In a statement responding to Cross' story, Delta Air Lines said it is "troubled" by any accusations of discrimination and takes them very seriously.
"The experience Dr. Cross has described is not reflective of Delta's culture or of the values our employees live out every day," the airline said. "We are in the process of conducting a full investigation."
Delta said it has reached out to Cross, talked to crew members and reached out to other passengers. Cross said Delta has left her a couple of messages but she has yet to speak with them.
The airline said three medical professionals identified themselves on the flight, but only one was able to produce "documentation of medical training," and that was the doctor who assisted the passenger.
"Flight attendants are trained to collect information from medical volunteers offering to assist with an onboard medical emergency," the Delta statement said. "When an individual's medical identification isn't available, they're instructed to ask questions such as where medical training was received or whether an individual has a business card or other documentation and ultimately to use their best judgment."
'What a doctor looks like'
Cross, who lives in Houston, said she doesn't know why the flight attendant dismissed her.

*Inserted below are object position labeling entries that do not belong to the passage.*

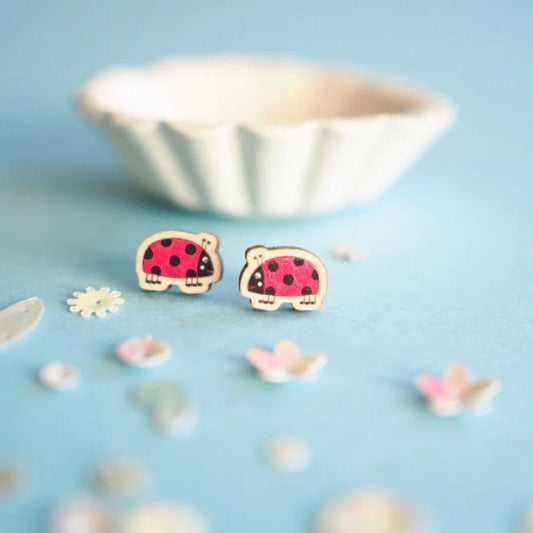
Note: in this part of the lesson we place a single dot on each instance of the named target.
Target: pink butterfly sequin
(285, 363)
(455, 393)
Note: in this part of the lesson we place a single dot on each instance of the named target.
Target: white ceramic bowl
(247, 136)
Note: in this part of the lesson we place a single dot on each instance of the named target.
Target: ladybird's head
(205, 265)
(256, 283)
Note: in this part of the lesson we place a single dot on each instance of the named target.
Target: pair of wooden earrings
(270, 277)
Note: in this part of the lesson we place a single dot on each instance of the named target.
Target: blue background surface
(449, 276)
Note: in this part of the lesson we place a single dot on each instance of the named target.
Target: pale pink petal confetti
(147, 352)
(454, 394)
(163, 517)
(81, 515)
(369, 511)
(59, 376)
(288, 454)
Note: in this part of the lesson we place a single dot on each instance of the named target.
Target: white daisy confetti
(58, 376)
(93, 301)
(351, 253)
(369, 512)
(286, 363)
(288, 454)
(119, 478)
(82, 515)
(455, 393)
(164, 518)
(144, 353)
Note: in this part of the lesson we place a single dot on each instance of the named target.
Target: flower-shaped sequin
(369, 511)
(286, 363)
(455, 393)
(95, 301)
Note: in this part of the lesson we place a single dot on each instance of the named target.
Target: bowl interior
(207, 91)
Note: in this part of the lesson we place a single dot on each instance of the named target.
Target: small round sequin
(164, 518)
(11, 479)
(288, 454)
(145, 353)
(369, 511)
(58, 376)
(120, 478)
(82, 515)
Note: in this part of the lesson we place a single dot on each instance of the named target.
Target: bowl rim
(426, 101)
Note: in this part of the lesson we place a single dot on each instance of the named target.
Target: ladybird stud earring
(188, 260)
(285, 274)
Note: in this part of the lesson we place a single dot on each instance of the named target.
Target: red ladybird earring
(188, 260)
(284, 274)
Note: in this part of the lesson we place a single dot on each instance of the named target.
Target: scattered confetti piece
(286, 363)
(369, 512)
(171, 412)
(144, 353)
(58, 376)
(164, 518)
(95, 301)
(528, 521)
(19, 319)
(120, 478)
(157, 393)
(351, 253)
(82, 515)
(180, 417)
(11, 479)
(288, 454)
(455, 394)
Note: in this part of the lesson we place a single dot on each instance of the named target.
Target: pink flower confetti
(145, 353)
(455, 393)
(286, 363)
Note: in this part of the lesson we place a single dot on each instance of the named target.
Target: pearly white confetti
(11, 479)
(121, 478)
(82, 515)
(288, 454)
(144, 353)
(93, 301)
(350, 253)
(369, 511)
(58, 376)
(164, 518)
(19, 319)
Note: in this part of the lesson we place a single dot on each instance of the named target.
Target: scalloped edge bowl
(249, 136)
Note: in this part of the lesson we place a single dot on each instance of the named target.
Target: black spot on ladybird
(149, 253)
(288, 279)
(273, 266)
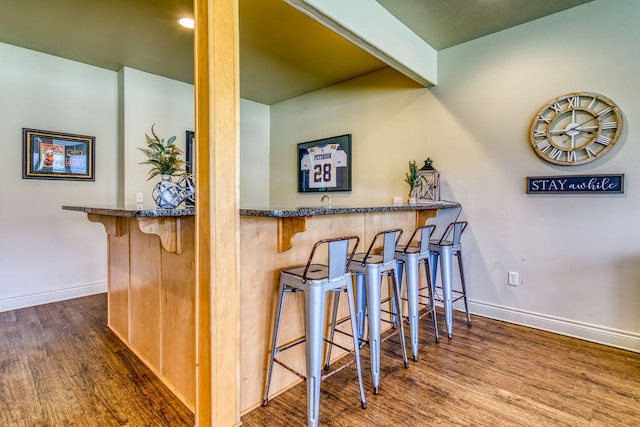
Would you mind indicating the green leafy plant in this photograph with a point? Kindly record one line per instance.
(164, 157)
(412, 177)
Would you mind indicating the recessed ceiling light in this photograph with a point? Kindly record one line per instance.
(187, 22)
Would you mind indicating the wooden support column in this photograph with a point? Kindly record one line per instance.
(217, 220)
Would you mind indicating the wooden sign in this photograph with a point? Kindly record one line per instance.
(576, 184)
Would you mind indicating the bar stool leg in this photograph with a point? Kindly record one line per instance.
(372, 280)
(412, 301)
(274, 342)
(445, 272)
(361, 305)
(399, 268)
(356, 343)
(315, 301)
(334, 317)
(403, 344)
(464, 288)
(432, 307)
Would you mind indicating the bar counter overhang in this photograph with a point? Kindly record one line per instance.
(151, 280)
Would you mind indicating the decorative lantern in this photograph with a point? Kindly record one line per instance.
(429, 188)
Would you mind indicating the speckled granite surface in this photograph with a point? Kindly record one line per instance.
(286, 212)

In her Facebook post, she said it could have been because of her race, age, or gender.
"I'm a double minority. I'm black and a woman, plus I'm young. I'm not sure which part (she) didn't like, Cross told CNN.
She said she doesn't want the flight attendant to lose her job, but instead undergo sensitivity training.
"People make mistakes. We all make mistakes," she said.
She's also hoping for an apology from Delta, she said.
Cross' post has sparked outrage among medical professionals from all over the country. Many have posted selfies on social media with the hashtags #TamikaCross, #WeDoExist and #WhatADoctorLooksLike.